The one-time porn actress has managed to get out of a nightmare: losing control of her identity after signing an abusive contract without reading the small print. Now, she owns her narrative and her future

Mia Khalifa
Mia Khalifa
Raquel Peláez

When Mia Khalifa gave a conference in Oxford last May, invited by the university’s student union, she had to confront her imposter syndrome. It is unusual for a woman who owes her global celebrity to porn to be a respected voice at one of the world’s most prestigious universities. But it’s hard to think of someone who could speak with more authority on the topic at hand: the weight of being an influencer and content creator and the limits of privacy in the profession.

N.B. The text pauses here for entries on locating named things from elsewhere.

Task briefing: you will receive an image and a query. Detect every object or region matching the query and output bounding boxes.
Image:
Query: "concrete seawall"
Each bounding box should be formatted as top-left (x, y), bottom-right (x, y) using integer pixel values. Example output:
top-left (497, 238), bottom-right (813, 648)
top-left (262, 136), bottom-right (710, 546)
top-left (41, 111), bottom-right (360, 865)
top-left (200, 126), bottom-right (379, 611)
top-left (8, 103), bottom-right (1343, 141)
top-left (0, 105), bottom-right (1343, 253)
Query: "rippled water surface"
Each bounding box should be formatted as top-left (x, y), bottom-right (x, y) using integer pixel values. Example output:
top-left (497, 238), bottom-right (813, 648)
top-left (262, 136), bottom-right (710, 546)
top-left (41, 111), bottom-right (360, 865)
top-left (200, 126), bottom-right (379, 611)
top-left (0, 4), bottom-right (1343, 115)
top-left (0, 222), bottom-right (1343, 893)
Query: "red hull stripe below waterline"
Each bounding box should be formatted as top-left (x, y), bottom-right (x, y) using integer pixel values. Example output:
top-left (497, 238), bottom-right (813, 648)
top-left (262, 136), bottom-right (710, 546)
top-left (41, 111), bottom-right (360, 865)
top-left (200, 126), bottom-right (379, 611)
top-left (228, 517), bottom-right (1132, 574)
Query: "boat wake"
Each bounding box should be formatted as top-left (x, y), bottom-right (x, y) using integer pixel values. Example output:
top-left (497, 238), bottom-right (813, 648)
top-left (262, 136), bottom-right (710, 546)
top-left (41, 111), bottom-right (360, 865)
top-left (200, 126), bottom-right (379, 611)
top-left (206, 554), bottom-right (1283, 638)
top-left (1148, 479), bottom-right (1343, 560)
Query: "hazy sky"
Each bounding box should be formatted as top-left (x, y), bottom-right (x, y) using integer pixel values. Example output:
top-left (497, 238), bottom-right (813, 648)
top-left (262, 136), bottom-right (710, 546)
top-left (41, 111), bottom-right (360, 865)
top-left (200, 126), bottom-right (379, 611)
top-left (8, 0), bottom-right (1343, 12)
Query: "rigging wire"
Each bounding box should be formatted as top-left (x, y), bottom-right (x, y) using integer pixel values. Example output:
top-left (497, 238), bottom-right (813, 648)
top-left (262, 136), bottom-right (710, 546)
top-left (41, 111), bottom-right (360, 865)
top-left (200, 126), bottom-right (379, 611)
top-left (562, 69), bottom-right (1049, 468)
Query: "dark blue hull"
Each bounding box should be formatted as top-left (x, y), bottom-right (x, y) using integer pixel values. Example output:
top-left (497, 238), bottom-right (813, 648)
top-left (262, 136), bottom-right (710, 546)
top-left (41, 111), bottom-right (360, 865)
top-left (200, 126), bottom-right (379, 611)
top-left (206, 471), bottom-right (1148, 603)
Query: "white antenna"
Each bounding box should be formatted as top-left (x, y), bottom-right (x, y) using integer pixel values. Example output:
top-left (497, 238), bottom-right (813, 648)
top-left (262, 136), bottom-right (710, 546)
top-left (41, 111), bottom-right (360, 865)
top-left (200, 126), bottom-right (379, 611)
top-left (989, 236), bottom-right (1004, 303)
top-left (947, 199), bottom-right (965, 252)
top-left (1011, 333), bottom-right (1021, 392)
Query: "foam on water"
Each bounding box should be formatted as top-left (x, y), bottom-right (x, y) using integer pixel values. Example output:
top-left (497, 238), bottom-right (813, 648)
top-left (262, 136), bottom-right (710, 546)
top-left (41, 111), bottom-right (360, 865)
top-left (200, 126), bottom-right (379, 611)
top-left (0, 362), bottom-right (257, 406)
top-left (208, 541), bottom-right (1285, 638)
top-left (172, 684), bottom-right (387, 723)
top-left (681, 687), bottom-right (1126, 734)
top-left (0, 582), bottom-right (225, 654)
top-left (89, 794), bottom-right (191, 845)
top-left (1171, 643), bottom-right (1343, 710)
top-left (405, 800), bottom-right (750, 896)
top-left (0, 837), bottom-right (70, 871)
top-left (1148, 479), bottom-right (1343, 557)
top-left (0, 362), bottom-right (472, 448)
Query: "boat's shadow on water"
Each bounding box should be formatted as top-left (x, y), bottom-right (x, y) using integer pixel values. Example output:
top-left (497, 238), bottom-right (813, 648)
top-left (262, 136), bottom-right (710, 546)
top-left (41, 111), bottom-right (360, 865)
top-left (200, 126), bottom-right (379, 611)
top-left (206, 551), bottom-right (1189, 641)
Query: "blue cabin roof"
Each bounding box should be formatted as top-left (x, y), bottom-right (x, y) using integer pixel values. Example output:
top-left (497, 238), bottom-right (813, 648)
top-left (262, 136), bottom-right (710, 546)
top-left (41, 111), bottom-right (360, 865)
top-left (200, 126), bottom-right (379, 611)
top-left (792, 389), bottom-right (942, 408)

A decade ago, Sarah Joe Chamoun accepted an offer from a coworker at a fast-food restaurant in Miami to san a contract with a producer of adult films. She didn’t know that in a little over two years, and 37 films, she would become a legend, the most-searched actress on the most popular porn platform in the world, thanks partly to appearing wearing a hijab in some of the scenes. Nor did she know that in this way she was forever selling her body to the company and that she would never again be the owner of her own image. When she tried to recover it, it was too late: “I tried at one point, but about three years ago I stopped fighting for that cause when a law firm I worked with pro bono warned me that we weren’t going to get anywhere: that the fight would take decades of my life, millions of dollars and that even then there was no guarantee I could beat them,” she explains, laughing and articulate on the other side of the screen, where she appears in her bedroom dressed in a simple tracksuit. Despite how difficult it has been for her, Mia Khalifa has ended up finding a new path: she has her own space on OnlyFans (where she does performances, not nude) and a body jewelry brand called Sheytan. “I have found support in my friends. One of them, Sarah, has helped me to rationalize my feelings, to make the most of my dreams and fantasies, to see a future”.

Mia Khalifa
LOUIS VUITTON dress, ACNE STUDIOS jeans, JUSTINE CLENQUET waist chain and SHEYTAN chain bra and sternum chain. Photo: Fabien Montique / Styling: Nono Vázquez

Question: You have said that you turned to porn at a very young age in search of money but also self-esteem. Did it help you for the latter? After all, you became one of the most desired women in the world.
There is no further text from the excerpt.